Turkey is set to make "serious" cuts to interest rates, according to President Recep Tayyip Erdogan, who seems to have dispensed with any pretence that the Turkish central bank retains monetary independence.
Erdogan’s comments were reported by broadcaster Haberturk on June 15. They come a week after he fired the governor of the central bank with a presidential decree.
Erdogan reportedly said that Turkey was targeting a reduction in inflation from more than 15% to single digits by the end of the year and also had a target for interest rates over the same time period. Economists expect the central bank, under new governor Murat Uysal, to cut rates by 200 basis points at the next rate-setting meeting, scheduled for July 25.
Turkey’s benchmark interest rate was hiked to 24% last September following the currency crisis that hit the Turkish lira. The central bank has left it unchanged since then, as the economy sank into recession, to prevent renewed losses in the lira.
“We have a certain target in interest rates until the end of the year. We will accomplish this too,” Haberturk quoted Erdogan as saying. “We will reduce this in a serious way. Once this is reduced you will see inflation reduce significantly.”
Erdogan, a frequent critic of high interest rates which, pushing unorthodox theories given little credence by economists, he contends cause high inflation, dismissed previous central bank governor Murat Cetinkaya with the argument that he failed to follow instructions on rates. The national lender had not properly fulfilled its role, he said.

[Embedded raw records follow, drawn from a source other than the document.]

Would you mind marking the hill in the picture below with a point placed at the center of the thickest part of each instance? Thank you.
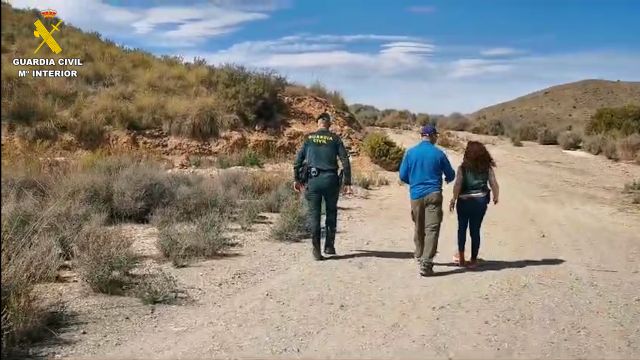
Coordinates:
(130, 98)
(572, 103)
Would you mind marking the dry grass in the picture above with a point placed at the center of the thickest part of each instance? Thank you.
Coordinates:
(105, 259)
(292, 223)
(369, 180)
(567, 104)
(548, 137)
(68, 213)
(633, 189)
(157, 288)
(206, 238)
(383, 151)
(570, 140)
(450, 141)
(130, 89)
(628, 148)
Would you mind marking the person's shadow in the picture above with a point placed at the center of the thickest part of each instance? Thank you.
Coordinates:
(483, 265)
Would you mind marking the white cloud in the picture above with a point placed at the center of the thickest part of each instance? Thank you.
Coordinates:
(422, 9)
(252, 5)
(499, 52)
(174, 26)
(426, 81)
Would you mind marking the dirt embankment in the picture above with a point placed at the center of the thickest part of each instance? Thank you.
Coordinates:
(560, 280)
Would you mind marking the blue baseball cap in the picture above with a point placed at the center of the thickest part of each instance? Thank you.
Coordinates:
(428, 130)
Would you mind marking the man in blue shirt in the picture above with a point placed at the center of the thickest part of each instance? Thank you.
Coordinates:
(422, 168)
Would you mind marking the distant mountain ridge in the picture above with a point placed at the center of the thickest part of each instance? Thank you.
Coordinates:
(571, 103)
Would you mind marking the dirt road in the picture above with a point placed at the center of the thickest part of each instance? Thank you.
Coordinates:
(562, 280)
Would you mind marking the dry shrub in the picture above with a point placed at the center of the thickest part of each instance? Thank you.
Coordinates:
(292, 224)
(594, 144)
(633, 189)
(206, 238)
(247, 158)
(625, 120)
(193, 197)
(158, 288)
(45, 131)
(548, 137)
(369, 180)
(450, 141)
(28, 258)
(628, 148)
(139, 190)
(193, 119)
(275, 200)
(527, 131)
(248, 215)
(383, 151)
(516, 141)
(569, 140)
(610, 149)
(105, 259)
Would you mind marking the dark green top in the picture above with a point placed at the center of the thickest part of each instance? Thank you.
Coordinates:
(321, 150)
(474, 182)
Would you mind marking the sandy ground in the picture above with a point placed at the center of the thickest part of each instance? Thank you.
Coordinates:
(561, 281)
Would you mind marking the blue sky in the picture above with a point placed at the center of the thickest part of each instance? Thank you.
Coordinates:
(435, 56)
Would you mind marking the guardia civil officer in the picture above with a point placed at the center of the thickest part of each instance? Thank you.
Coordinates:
(316, 170)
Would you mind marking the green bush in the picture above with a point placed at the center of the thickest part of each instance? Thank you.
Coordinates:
(628, 148)
(625, 120)
(569, 140)
(383, 151)
(548, 137)
(246, 158)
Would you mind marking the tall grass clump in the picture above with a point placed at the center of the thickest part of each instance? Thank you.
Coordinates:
(383, 151)
(292, 225)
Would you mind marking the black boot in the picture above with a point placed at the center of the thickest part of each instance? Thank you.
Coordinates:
(329, 248)
(316, 250)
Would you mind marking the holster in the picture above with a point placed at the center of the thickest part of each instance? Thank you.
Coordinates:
(303, 174)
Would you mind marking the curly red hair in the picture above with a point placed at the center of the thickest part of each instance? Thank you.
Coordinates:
(477, 157)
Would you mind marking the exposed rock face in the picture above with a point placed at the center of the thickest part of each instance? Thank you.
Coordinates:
(282, 137)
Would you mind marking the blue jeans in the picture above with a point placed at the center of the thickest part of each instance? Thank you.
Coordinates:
(470, 214)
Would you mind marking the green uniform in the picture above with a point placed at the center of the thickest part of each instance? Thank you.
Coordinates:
(321, 151)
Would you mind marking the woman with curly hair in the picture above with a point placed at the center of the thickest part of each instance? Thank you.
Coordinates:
(475, 181)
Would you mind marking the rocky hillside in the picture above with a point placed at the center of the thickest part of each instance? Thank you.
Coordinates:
(130, 99)
(572, 103)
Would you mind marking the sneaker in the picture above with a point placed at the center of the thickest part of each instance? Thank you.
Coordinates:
(458, 259)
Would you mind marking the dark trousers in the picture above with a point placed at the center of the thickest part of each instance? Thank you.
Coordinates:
(471, 212)
(325, 187)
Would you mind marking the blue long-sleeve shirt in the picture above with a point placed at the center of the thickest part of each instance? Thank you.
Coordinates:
(422, 168)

Erdogan is under pressure as—although the markets are relieved that he has not responded aggressively to the humiliation of losing the end of June Istanbul revote to the opposition and there is some confidence that Donald Trump will prevent his officials from visiting swingeing sanctions on Nato member Turkey for its defiance in going ahead with deliveries of the first parts of Russian S-400 missile defence systems—his former economy czar Ali Babacan resigned from the ruling Justice and Development Party (AKP) last week in advance of an expected attempt at founding a new political party that could challenge the Erdogan status quo.
In his first remarks as governor, which were issued by the central bank, Uysal said that under him the regulator would continue to "independently apply monetary policy tools to maintain price stability".